Mwatabu S Okantah
Ghana Time, or, Fools' Frontier? (Part Two)
Updated: Jan 28, 2020
Too often, encounters with Africans from the Continent are trapped in a vortex of mutual ignorance. We harbor false notions and misconceptions about each other. The legacies of slavery/domestic apartheid in the USA and colonialism/neo-colonialism in Africa have poisoned our perceptions in Africa and throughout the Diaspora. This historic Year of the Return in Ghana, finally, and, formally acknowledges, that peoples of African descent have the right to return to ancestral lands. But there are so many things we do not know about each other. We are caught in a perilous space between worlds. We are like two large passenger ships, dangerously close yet passing each other in the night through thick fog, navigating in treacherous waters.

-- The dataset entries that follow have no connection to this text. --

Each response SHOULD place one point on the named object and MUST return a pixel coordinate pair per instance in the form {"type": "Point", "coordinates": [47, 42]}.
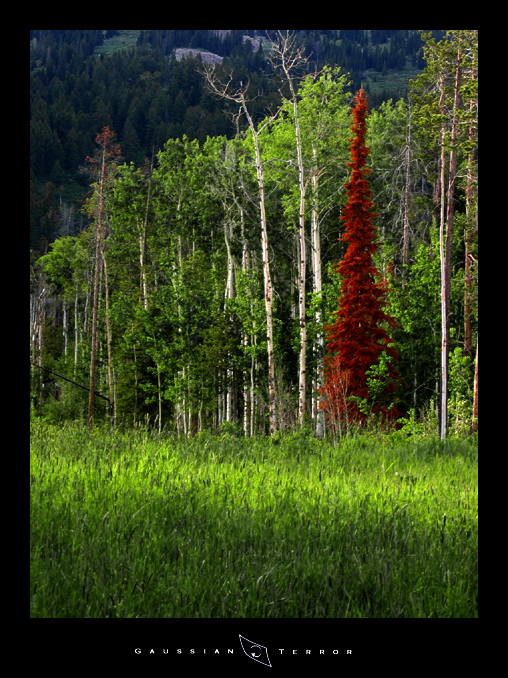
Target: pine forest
{"type": "Point", "coordinates": [243, 238]}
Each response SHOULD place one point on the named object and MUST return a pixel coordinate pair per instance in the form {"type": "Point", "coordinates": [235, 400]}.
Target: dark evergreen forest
{"type": "Point", "coordinates": [151, 249]}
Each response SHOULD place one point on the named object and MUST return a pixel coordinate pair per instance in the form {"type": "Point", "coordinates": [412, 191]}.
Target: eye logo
{"type": "Point", "coordinates": [257, 652]}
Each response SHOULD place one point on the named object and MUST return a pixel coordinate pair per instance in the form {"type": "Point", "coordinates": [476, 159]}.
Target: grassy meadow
{"type": "Point", "coordinates": [136, 525]}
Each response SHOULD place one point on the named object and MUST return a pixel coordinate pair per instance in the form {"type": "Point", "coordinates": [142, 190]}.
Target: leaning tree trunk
{"type": "Point", "coordinates": [266, 271]}
{"type": "Point", "coordinates": [98, 261]}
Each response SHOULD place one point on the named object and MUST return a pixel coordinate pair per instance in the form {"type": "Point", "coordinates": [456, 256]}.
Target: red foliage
{"type": "Point", "coordinates": [357, 338]}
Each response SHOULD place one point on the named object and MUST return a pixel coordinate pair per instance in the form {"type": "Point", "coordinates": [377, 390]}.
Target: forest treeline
{"type": "Point", "coordinates": [160, 305]}
{"type": "Point", "coordinates": [147, 97]}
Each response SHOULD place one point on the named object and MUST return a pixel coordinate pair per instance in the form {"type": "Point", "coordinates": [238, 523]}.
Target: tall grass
{"type": "Point", "coordinates": [136, 525]}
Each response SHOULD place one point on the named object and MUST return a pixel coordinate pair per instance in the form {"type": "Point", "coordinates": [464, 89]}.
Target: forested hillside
{"type": "Point", "coordinates": [136, 83]}
{"type": "Point", "coordinates": [186, 230]}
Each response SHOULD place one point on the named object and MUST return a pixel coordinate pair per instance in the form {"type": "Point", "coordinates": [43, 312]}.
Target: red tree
{"type": "Point", "coordinates": [357, 338]}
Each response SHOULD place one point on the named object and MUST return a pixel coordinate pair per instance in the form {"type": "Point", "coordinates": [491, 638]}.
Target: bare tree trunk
{"type": "Point", "coordinates": [475, 397]}
{"type": "Point", "coordinates": [220, 89]}
{"type": "Point", "coordinates": [64, 327]}
{"type": "Point", "coordinates": [266, 269]}
{"type": "Point", "coordinates": [405, 249]}
{"type": "Point", "coordinates": [108, 335]}
{"type": "Point", "coordinates": [98, 260]}
{"type": "Point", "coordinates": [143, 240]}
{"type": "Point", "coordinates": [289, 59]}
{"type": "Point", "coordinates": [76, 319]}
{"type": "Point", "coordinates": [318, 288]}
{"type": "Point", "coordinates": [468, 262]}
{"type": "Point", "coordinates": [444, 305]}
{"type": "Point", "coordinates": [229, 294]}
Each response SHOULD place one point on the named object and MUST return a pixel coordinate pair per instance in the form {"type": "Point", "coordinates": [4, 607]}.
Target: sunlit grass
{"type": "Point", "coordinates": [133, 525]}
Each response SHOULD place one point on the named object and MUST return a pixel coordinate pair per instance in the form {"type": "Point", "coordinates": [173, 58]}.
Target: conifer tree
{"type": "Point", "coordinates": [357, 339]}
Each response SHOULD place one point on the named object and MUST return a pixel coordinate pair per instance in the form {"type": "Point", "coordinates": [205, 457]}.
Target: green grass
{"type": "Point", "coordinates": [125, 40]}
{"type": "Point", "coordinates": [133, 525]}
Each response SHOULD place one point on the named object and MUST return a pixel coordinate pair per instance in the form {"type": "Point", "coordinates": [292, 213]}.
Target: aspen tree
{"type": "Point", "coordinates": [108, 150]}
{"type": "Point", "coordinates": [224, 91]}
{"type": "Point", "coordinates": [288, 58]}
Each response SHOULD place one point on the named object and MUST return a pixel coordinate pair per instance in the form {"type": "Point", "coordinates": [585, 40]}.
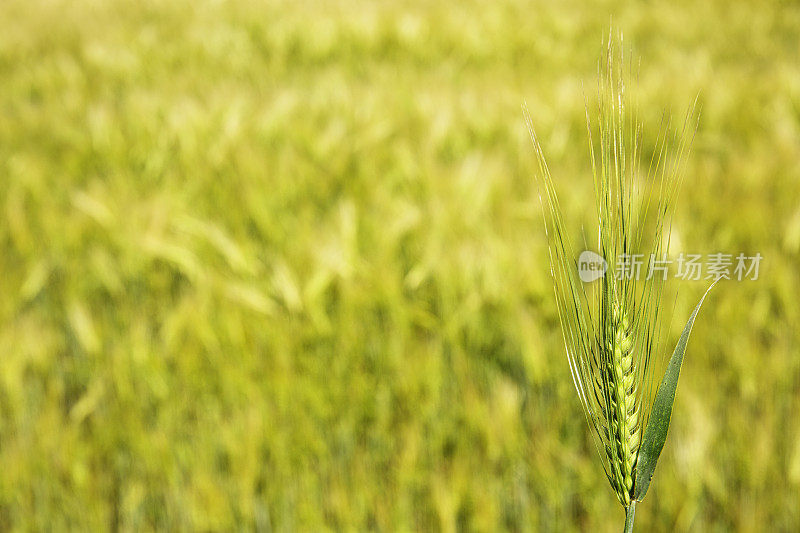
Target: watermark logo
{"type": "Point", "coordinates": [591, 266]}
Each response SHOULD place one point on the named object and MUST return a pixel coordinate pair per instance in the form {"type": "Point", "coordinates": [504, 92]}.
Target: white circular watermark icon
{"type": "Point", "coordinates": [591, 266]}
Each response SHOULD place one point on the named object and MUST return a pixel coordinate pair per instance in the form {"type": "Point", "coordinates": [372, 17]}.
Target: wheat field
{"type": "Point", "coordinates": [282, 267]}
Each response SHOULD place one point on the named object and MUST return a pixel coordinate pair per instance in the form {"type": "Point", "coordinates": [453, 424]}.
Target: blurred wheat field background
{"type": "Point", "coordinates": [282, 266]}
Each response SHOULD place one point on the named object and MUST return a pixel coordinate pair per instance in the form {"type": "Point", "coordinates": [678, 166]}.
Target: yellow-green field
{"type": "Point", "coordinates": [282, 267]}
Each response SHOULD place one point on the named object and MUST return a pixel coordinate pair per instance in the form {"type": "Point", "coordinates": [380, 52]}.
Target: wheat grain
{"type": "Point", "coordinates": [611, 329]}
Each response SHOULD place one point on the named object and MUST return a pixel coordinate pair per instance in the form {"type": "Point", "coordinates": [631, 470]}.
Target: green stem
{"type": "Point", "coordinates": [629, 512]}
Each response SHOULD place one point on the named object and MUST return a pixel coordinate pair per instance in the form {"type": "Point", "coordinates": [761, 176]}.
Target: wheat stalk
{"type": "Point", "coordinates": [611, 329]}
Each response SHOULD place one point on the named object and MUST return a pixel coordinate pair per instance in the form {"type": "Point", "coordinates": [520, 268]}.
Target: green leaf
{"type": "Point", "coordinates": [655, 434]}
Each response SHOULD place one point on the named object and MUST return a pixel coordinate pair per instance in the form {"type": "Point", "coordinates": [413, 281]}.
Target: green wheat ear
{"type": "Point", "coordinates": [611, 329]}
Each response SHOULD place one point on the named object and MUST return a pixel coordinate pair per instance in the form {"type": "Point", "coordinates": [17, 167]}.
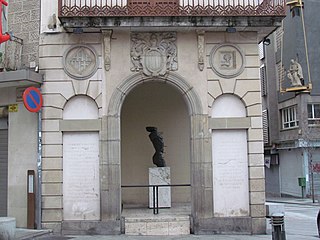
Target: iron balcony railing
{"type": "Point", "coordinates": [118, 8]}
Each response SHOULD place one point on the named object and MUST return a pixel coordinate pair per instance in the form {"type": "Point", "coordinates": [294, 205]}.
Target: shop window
{"type": "Point", "coordinates": [314, 114]}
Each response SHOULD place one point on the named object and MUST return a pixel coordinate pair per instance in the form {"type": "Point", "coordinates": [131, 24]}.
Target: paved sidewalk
{"type": "Point", "coordinates": [24, 234]}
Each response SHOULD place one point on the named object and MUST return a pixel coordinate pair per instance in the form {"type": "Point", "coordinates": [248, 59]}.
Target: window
{"type": "Point", "coordinates": [261, 50]}
{"type": "Point", "coordinates": [314, 114]}
{"type": "Point", "coordinates": [263, 80]}
{"type": "Point", "coordinates": [289, 117]}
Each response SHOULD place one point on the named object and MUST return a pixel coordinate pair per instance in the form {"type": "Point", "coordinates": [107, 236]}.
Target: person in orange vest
{"type": "Point", "coordinates": [3, 37]}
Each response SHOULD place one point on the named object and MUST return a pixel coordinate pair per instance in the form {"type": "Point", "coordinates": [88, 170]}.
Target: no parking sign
{"type": "Point", "coordinates": [32, 99]}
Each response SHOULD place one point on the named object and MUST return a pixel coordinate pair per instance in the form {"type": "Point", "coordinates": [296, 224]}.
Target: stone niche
{"type": "Point", "coordinates": [160, 176]}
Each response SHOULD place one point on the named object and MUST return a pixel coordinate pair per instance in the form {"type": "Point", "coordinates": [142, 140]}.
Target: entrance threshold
{"type": "Point", "coordinates": [170, 221]}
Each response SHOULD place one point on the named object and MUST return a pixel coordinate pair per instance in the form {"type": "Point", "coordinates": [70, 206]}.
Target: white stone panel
{"type": "Point", "coordinates": [230, 173]}
{"type": "Point", "coordinates": [160, 176]}
{"type": "Point", "coordinates": [81, 191]}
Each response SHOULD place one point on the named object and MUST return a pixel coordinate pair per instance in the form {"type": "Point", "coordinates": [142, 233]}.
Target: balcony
{"type": "Point", "coordinates": [93, 14]}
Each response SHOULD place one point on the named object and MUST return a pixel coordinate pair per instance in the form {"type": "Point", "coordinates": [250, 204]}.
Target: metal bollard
{"type": "Point", "coordinates": [318, 223]}
{"type": "Point", "coordinates": [277, 222]}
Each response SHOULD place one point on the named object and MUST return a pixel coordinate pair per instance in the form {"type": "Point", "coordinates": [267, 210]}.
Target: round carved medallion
{"type": "Point", "coordinates": [80, 62]}
{"type": "Point", "coordinates": [227, 60]}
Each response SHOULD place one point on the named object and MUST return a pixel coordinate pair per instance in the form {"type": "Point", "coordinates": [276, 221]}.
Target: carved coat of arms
{"type": "Point", "coordinates": [154, 53]}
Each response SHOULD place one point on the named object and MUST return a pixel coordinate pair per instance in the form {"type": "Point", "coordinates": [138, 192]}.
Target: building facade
{"type": "Point", "coordinates": [18, 127]}
{"type": "Point", "coordinates": [110, 69]}
{"type": "Point", "coordinates": [292, 134]}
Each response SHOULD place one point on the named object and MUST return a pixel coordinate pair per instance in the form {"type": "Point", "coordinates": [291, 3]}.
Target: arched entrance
{"type": "Point", "coordinates": [160, 105]}
{"type": "Point", "coordinates": [200, 166]}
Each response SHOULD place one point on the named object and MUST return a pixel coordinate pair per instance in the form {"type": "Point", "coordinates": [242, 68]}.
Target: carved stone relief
{"type": "Point", "coordinates": [227, 60]}
{"type": "Point", "coordinates": [154, 53]}
{"type": "Point", "coordinates": [80, 62]}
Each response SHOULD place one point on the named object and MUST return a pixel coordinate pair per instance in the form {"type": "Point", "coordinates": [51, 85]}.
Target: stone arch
{"type": "Point", "coordinates": [111, 144]}
{"type": "Point", "coordinates": [193, 101]}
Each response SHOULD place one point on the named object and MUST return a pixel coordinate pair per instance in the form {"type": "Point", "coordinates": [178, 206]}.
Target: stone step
{"type": "Point", "coordinates": [157, 225]}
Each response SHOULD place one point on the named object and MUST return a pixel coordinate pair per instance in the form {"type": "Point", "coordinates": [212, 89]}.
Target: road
{"type": "Point", "coordinates": [300, 221]}
{"type": "Point", "coordinates": [300, 224]}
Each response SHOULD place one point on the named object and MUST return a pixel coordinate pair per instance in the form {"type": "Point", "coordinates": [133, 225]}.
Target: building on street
{"type": "Point", "coordinates": [290, 92]}
{"type": "Point", "coordinates": [112, 68]}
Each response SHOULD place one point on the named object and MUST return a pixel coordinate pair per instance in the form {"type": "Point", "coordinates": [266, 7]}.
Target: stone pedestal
{"type": "Point", "coordinates": [160, 176]}
{"type": "Point", "coordinates": [7, 228]}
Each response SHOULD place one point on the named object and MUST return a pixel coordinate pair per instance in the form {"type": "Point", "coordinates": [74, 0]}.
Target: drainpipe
{"type": "Point", "coordinates": [39, 170]}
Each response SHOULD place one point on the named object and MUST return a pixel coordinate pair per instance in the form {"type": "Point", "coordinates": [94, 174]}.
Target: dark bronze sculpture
{"type": "Point", "coordinates": [158, 145]}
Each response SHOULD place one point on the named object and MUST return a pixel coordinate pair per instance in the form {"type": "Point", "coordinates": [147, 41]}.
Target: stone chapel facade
{"type": "Point", "coordinates": [197, 83]}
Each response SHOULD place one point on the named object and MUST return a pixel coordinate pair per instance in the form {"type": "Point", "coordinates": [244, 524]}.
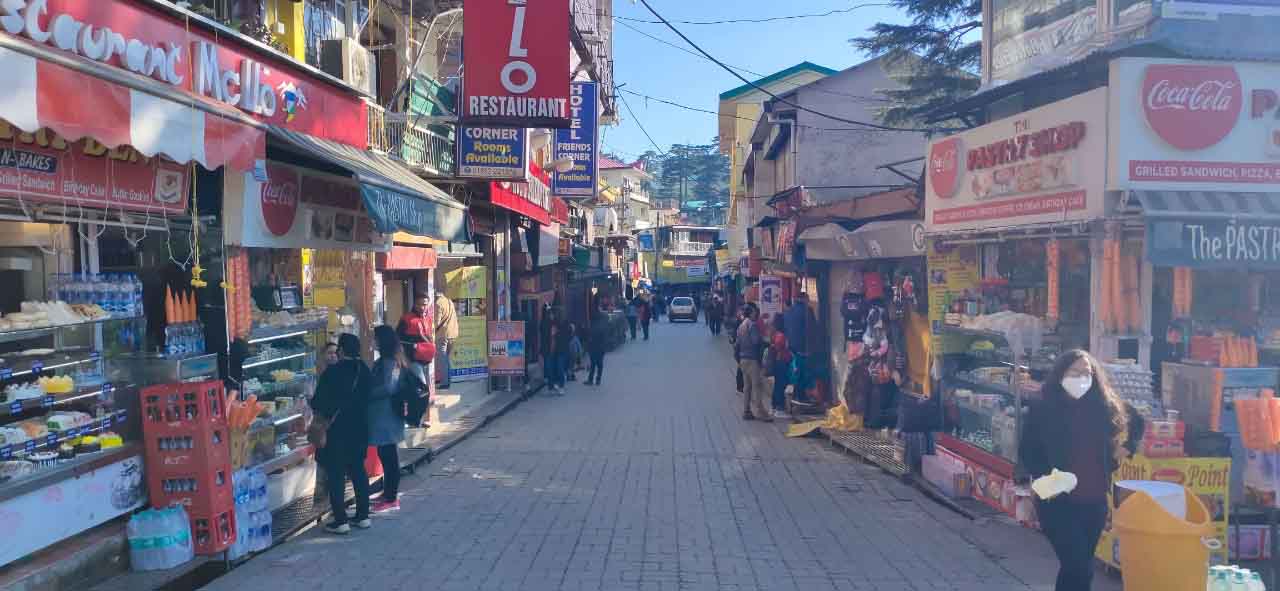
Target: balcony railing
{"type": "Point", "coordinates": [425, 149]}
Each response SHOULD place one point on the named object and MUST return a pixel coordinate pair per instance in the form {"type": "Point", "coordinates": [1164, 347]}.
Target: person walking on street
{"type": "Point", "coordinates": [1080, 426]}
{"type": "Point", "coordinates": [597, 342]}
{"type": "Point", "coordinates": [393, 384]}
{"type": "Point", "coordinates": [342, 403]}
{"type": "Point", "coordinates": [780, 360]}
{"type": "Point", "coordinates": [632, 312]}
{"type": "Point", "coordinates": [749, 348]}
{"type": "Point", "coordinates": [446, 333]}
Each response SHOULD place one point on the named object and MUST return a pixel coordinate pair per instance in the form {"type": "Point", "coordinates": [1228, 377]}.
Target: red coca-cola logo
{"type": "Point", "coordinates": [1192, 106]}
{"type": "Point", "coordinates": [945, 166]}
{"type": "Point", "coordinates": [279, 198]}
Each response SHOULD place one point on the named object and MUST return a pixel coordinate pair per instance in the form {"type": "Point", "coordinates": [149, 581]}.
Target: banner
{"type": "Point", "coordinates": [580, 143]}
{"type": "Point", "coordinates": [493, 152]}
{"type": "Point", "coordinates": [45, 168]}
{"type": "Point", "coordinates": [507, 348]}
{"type": "Point", "coordinates": [517, 67]}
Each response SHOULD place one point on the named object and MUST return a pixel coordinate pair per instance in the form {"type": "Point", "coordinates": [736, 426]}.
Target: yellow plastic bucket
{"type": "Point", "coordinates": [1160, 551]}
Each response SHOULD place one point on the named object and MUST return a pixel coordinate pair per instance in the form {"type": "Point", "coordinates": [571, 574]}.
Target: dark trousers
{"type": "Point", "coordinates": [1073, 528]}
{"type": "Point", "coordinates": [597, 369]}
{"type": "Point", "coordinates": [337, 470]}
{"type": "Point", "coordinates": [781, 378]}
{"type": "Point", "coordinates": [389, 456]}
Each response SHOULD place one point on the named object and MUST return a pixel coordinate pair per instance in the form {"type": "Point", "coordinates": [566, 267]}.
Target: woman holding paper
{"type": "Point", "coordinates": [1079, 433]}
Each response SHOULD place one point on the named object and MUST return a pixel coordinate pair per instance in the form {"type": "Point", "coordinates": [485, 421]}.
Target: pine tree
{"type": "Point", "coordinates": [935, 56]}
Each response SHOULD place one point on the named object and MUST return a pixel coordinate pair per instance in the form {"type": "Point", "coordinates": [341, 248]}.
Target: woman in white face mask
{"type": "Point", "coordinates": [1083, 427]}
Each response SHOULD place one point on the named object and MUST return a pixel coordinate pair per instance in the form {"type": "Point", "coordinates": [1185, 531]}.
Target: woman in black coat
{"type": "Point", "coordinates": [1080, 426]}
{"type": "Point", "coordinates": [342, 395]}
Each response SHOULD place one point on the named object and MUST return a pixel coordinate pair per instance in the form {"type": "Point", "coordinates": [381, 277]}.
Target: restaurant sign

Africans in Africa struggle to fully grasp what it means to be totally cut off from mother tongues and proper names. They do not understand the troubled nature of our wandering. Ghanaians, who have Obruni names like Francis or Abigail or Johnson or Evelyn or Samuel, who struggle to speak English, who worship at the Altar of the Obruni Jesus, who go to Obruni mission schools, who wear wigs and weaves, who bleach their skin, who mimic Western styles, do not see the contradictions when they call those of us that return from the Diaspora, “Obibini-Obruni.” We are not “black foreigners.” We are not “black skinned white people.” We are Africa’s long lost, strange but familiar children who have managed to find our way back home.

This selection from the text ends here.